2. Isolando pigmentadas Ilhotas

  1. Revestir os poços de uma placa de 24 poços com uma matriz que imita o ambiente de células natural (livre de xeno é preferível).
    NOTA: lâminas de córnea e afiados, pinças de ponta fina são muito úteis para a colheita. Toda a folha de células diferenciadas pode separar ao escolher. Evite isso, trabalhar com cuidado e, inicialmente, escolher colônias no centro do prato.
  2. Preencha como muitos poços da placa de 24 poços com media diferenciação (DM; Tabela 1), conforme necessário. Esta decisão irá depender do número de colónias pigmentadascoletado.
  3. Em uma capa de cultura de células com um escopo de dissecação, corte manualmente ilhotas pigmentadas. Pique cada ilhota na parte inferior da placa original, utilizando um bisturi em cerca de 2-6 peças e agarrar as partes pigmentadas com uma pinça afiada.
  4. Transferir 1-2 peças pigmentados em cada um de 24 poços.
  5. Não mude de mídia por 3-5 dias até que as células aderir, então começar a mudar media três vezes por semana. (Se eles não aderem após este tempo, a probabilidade é bom que eles nunca será).
  6. Expandir células durante 3-4 semanas em meio de diferenciação (DM; Tabela 1) - Uma imagem de uma cultura típica é mostrada na Figura 3B. As células podem ainda não preencher todo o bem, mas espera mais não parece ajudar. Alimentar as células três vezes por semana.
  7. Depois de cerca de 3 semanas, remover manualmente grupos de células brancas em grupos, se necessário, com uma pinça afiada. Não faça esta etapa a menos que seja necessário - é fácil introduzir contaminantes. É ideal paratentar obter mais puras populações de RPE das colônias pigmentadas originais no passo 1.6.

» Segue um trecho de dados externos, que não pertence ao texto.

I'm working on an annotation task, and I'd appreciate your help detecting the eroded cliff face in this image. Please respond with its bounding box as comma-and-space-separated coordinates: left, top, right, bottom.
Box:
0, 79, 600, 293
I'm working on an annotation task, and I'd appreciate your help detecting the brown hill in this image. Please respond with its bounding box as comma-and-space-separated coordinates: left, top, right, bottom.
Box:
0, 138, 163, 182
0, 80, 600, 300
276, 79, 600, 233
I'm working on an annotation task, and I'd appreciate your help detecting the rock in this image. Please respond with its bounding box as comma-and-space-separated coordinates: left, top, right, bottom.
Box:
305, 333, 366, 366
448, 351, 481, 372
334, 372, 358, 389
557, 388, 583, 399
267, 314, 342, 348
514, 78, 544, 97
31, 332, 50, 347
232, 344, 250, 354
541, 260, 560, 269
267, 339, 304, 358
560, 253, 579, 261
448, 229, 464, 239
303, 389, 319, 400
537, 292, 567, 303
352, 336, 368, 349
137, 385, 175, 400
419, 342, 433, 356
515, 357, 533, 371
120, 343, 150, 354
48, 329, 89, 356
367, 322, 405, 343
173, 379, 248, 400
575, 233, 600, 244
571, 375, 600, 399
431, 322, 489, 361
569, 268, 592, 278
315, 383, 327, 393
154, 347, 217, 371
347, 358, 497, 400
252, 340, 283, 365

3. Passaging-tronco derivadas de células RPE

  1. Separar as células com 200 uL com uma solução de dissociação de células (de preferência não-tripsina um reagente que pode ser inactivada por meio de diluição é preferível) para 5-8 min a 37 ° C, e inactivar que por diluição com o DM. Use uma pipeta de 200 mL para lavar todas as células e para voltar a suspender-los (se o bem selecionada contém apenas algumas células, considere reunir as células a partir de duas de 24 poços).
  2. Centrífuga (800 xg durante 5 min), descartar o sobrenadante e ressuspender em 3 ml de meio MS.
  3. As células re-placa de um (ou dois) de 24-poços numa única matriz revestido de 6 poços em 3 ml de DM por poço (1: 5 de expansão).
  4. Expandir durante 1-2 semanas, até que as células estão 90% confluentes ~; uma imagem de uma cultura pura totalmente diferenciada é mostrado na Figura 3C.
  5. Retire as células com 1 ml de células dissociation solução para cerca de 5-8 min a 37 ° C, inactivar que por diluição com DM, usar 1000 ul pipeta para lavar todas as células e ressuspender-los.
  6. Centrifugue (800 xg durante 5 min), descartar o sobrenadante e ressuspender em 18 ml de meio MS.
  7. As células re-placa de 6 poços um em cada seis matriz revestido de 6 poços em 3 ml de DM por poço (1: 6 de expansão) ou de um balão de 2 75 centímetros revestida (1: 7,5 expansão).
  8. Repita os passos de 3,4-3,8 que for necessário até células suficientes são obtidos.
    NOTA: Tente recolher o maior número possível de colónias de expansão em vez de planejar para amplificar as culturas via passaging uma vez que cada passagem induz RPE desdiferenciação.

Resultados

Os passos descritos neste manuscrito, como representado na Figura 1, pode ser facilmente utilizada para gerar a partir de células estaminais do EPR ​​como relatado anteriormente 10,12. Após manter as linhas de iPS para várias semanas, as colónias pigmentadas começam a aparecer nas colônias após 5-7 semanas (sete semanas culturas antigas são mostrados na Figura 2A-C). Estas colónias podem continuar a crescer durante semanas como as culturas são mantidas. Uma vez atingida a tamanhos suficientes, como mostrado na Figura 2D-F (8 semanas de idade) culturas, eles podem ser manualmente excisado como ilustrado na Figura 3A. Excisão cuidado para evitar a contaminação com células não-RPE vai facilitar grandemente a geração de culturas RPE suficientemente puros (Figura 3B-C).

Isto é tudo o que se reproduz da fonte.